Abstract

The use of Phase Change Materials (PCMs) in the evaporator of conventional refrigerators/freezers has demonstrated multiple benefits in energy efficiency and food preservation quality in the last decades. However, their implementation in convective freezers, with inlet/outlet airflows, has not been analyzed using accurate solid-fluid numerical models under different scenarios and processes. In this work, we study the effect that PCMs have on the energy and thermal performance of a domestic convective freezer-cabinet and a salmon-fillet at its center through numerical simulations.

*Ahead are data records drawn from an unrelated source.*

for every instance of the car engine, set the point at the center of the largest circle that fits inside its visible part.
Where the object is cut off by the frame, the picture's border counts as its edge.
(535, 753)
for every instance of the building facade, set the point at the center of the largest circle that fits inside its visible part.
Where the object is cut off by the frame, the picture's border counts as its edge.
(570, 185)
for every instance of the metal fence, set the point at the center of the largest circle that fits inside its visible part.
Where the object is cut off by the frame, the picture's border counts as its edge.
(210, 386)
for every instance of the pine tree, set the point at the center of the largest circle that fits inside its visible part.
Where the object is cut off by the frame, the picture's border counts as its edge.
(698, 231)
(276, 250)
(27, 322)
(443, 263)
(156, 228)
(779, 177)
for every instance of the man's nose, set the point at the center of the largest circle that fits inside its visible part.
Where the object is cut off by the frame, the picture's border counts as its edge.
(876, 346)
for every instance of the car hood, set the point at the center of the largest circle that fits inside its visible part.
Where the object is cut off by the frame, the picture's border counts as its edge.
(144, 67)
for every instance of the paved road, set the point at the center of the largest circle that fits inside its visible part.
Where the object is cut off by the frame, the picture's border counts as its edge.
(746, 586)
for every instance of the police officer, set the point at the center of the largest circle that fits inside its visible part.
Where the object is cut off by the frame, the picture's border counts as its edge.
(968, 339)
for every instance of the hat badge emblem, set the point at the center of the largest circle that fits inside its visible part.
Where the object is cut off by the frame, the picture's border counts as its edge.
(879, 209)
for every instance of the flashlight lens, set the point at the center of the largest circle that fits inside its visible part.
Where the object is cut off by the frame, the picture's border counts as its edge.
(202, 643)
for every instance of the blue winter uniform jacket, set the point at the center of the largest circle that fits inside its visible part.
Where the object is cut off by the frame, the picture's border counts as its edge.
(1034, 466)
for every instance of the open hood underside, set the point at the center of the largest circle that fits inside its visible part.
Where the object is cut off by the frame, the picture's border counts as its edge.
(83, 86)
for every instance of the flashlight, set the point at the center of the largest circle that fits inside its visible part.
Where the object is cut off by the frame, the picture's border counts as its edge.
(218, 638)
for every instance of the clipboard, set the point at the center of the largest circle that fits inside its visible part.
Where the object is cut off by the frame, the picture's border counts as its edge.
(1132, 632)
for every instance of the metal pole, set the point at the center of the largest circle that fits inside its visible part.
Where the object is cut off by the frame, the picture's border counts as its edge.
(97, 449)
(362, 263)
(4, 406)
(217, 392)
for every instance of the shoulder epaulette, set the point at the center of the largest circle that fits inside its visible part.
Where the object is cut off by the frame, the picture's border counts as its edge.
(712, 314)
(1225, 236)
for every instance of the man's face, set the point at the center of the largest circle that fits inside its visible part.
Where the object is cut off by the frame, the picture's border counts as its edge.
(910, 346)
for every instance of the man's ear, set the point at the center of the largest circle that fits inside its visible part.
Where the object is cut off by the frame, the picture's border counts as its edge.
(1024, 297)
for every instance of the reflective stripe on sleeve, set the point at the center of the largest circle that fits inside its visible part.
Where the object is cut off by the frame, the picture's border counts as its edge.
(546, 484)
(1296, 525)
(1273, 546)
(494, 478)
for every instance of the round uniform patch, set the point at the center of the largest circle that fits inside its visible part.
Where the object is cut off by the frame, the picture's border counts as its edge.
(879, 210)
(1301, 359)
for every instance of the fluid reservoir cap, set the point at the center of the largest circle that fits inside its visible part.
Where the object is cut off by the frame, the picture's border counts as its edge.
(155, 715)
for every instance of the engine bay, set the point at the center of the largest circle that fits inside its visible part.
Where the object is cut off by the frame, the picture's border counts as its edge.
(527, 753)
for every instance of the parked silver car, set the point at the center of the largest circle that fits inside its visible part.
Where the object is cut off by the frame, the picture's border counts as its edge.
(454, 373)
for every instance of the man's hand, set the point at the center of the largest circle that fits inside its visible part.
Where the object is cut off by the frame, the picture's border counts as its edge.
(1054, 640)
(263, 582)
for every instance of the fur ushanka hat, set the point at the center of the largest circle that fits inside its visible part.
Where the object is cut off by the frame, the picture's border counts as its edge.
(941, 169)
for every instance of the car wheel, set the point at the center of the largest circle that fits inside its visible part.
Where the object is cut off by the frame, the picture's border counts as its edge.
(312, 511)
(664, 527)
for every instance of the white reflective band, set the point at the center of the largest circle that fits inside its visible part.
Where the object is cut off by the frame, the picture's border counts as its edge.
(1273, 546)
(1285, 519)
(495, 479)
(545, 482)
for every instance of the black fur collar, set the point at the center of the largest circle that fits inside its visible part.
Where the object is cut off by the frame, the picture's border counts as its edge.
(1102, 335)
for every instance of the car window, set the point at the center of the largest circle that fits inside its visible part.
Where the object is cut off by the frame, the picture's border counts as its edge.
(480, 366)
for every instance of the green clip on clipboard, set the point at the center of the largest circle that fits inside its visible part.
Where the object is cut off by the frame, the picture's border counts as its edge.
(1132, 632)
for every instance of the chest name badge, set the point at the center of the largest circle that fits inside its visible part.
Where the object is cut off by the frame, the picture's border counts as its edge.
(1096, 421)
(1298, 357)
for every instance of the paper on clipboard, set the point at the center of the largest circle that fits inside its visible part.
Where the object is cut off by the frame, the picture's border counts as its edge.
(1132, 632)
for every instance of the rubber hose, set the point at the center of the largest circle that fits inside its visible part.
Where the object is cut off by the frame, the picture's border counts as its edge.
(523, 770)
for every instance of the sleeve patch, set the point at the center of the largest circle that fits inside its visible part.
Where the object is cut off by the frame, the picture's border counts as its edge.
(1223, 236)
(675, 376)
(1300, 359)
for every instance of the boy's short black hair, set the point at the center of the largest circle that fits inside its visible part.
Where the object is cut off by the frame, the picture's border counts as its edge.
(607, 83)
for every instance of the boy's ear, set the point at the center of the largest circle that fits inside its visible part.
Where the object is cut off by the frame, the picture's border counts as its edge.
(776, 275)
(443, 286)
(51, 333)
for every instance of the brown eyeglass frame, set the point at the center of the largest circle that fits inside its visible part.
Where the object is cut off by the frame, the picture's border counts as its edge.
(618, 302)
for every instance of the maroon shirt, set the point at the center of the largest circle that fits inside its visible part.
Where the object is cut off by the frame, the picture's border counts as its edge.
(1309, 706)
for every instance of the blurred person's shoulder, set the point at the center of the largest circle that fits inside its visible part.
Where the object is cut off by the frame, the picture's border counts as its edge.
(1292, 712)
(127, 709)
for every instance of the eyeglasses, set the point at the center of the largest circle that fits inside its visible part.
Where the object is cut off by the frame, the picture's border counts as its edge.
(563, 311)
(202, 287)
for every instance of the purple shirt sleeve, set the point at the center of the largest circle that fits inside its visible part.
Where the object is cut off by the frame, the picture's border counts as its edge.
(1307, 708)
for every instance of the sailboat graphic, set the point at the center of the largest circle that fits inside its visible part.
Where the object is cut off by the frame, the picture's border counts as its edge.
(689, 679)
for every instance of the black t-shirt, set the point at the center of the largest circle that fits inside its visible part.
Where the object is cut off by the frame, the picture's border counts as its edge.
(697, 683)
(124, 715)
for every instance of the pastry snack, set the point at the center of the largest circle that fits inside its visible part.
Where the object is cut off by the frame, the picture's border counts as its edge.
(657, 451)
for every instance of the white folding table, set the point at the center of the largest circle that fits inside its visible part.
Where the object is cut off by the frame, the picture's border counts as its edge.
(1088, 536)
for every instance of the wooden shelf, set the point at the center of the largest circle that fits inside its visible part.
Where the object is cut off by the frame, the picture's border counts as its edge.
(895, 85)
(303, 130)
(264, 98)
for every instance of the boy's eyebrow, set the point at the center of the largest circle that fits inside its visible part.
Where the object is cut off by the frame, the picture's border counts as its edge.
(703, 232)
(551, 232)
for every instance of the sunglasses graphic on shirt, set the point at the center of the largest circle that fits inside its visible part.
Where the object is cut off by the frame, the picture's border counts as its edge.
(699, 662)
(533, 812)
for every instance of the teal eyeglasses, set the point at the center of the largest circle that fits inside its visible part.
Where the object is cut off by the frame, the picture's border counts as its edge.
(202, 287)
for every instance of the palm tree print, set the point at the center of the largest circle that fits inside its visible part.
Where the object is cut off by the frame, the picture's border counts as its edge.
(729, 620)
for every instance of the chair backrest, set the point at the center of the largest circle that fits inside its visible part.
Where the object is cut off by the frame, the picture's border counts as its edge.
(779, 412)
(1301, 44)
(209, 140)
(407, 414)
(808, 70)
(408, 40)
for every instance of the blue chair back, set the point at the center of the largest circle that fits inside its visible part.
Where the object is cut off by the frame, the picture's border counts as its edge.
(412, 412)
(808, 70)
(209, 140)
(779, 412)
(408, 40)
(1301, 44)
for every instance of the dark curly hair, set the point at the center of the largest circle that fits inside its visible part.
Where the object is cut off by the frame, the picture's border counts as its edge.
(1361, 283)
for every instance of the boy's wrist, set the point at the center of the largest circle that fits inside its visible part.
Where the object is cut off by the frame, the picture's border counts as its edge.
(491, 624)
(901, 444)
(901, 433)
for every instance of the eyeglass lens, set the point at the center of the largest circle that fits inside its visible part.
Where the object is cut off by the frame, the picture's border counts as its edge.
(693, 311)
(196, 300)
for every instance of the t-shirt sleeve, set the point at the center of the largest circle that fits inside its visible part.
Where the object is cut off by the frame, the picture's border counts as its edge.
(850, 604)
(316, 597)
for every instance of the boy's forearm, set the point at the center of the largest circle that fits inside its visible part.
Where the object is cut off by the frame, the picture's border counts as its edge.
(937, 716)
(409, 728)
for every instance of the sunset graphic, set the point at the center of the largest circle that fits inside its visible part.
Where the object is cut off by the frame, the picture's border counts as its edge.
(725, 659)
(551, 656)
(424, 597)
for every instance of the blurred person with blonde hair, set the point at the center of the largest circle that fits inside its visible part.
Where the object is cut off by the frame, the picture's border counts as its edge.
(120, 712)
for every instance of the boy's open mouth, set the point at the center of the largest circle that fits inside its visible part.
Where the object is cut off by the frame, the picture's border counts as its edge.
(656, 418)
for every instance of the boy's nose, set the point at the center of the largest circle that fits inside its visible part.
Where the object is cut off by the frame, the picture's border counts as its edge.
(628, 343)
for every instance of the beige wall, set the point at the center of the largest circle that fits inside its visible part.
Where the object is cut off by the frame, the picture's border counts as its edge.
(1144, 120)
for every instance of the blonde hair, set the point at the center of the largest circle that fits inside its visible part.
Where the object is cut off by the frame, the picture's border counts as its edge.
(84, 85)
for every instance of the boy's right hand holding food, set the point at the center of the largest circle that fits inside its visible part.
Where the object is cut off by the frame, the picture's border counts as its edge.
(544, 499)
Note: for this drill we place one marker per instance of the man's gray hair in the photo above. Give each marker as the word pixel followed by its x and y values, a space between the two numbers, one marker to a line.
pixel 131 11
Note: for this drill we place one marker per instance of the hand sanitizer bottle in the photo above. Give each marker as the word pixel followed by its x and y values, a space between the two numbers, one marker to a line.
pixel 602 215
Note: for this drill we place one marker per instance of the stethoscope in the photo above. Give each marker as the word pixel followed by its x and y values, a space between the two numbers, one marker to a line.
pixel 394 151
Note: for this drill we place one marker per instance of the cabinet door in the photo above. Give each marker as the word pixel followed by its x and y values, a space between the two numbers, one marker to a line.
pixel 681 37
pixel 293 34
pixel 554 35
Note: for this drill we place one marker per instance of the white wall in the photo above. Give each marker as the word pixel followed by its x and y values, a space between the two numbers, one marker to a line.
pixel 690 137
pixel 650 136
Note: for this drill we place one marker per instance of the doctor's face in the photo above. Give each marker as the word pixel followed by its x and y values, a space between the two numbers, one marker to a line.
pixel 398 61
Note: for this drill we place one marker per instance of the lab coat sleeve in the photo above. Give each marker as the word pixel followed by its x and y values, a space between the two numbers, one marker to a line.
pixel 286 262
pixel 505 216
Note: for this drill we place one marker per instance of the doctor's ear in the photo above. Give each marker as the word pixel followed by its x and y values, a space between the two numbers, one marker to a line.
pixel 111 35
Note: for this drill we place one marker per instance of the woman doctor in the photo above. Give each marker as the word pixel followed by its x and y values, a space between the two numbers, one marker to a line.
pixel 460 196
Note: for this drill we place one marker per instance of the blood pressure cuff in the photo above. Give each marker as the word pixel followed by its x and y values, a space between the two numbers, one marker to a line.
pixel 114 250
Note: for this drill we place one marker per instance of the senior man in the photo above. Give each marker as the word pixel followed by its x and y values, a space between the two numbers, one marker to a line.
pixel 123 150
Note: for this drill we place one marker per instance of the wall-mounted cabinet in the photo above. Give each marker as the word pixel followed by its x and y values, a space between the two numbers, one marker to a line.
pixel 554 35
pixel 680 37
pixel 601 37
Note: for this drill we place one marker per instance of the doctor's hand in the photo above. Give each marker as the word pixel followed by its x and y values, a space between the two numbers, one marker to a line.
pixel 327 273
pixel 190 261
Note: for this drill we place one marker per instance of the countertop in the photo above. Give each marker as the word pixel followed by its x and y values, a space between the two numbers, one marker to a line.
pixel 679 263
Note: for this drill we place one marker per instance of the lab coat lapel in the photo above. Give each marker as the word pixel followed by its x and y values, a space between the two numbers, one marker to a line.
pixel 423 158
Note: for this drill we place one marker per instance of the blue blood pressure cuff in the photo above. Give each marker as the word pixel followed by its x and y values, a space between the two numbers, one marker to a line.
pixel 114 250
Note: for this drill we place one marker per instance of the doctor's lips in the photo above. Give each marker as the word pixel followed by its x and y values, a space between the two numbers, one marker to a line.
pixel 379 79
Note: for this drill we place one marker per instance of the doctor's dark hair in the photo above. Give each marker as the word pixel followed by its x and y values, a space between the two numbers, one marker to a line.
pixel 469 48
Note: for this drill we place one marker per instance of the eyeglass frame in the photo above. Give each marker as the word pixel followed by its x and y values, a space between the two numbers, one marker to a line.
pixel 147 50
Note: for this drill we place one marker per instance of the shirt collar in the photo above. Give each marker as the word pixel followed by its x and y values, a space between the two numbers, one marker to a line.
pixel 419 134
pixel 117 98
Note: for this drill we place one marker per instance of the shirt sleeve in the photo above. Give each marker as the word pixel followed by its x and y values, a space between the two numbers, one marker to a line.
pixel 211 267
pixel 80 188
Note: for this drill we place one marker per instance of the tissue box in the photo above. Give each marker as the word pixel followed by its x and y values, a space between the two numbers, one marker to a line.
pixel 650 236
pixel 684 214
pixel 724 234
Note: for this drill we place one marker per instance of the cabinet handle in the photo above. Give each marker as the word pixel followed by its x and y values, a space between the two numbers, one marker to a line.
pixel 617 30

The influence of two different PCM-plates internally attached to the freezer walls, 19.5 wt% NH4CL (PCM-1) and PlusIce E-10 (PCM-2), on the food's heat transfer and the energy efficiency is investigated under different scenarios during the charging, discharging, and normal operation processes. A conjugated solid-fluid model describes the convective, diffusive, and radiative heat transfer in the air and the solid elements; incorporating the k-omega SST turbulent model, the net radiative method, and the specific heat and liquid fraction phase change models. The set of equations is solved by the Finite Volume Method in an in-house code. The results indicate that the energy efficiency improved by 11.4 % with PCM-2 and by 6.2 % with PCM-1 during the normal operation process, in relation to the scenarios without PCM; the PCM-2 performed better due to its lower temperature range of phase change, which allowed to take full advantage of latent heat. In the scenario without food, the PCM-2 demonstrated to mitigate the reduction of energy efficiency from 11.5 % to 4.5 % by the addition of the thermal load. Furthermore, by increasing the inlet airflow velocity from 0.05 ms-1 to 1.2 ms-1, the energy efficiency increased by 8.2 %, but the food and PCM-plates fluctuated in a lower temperature range.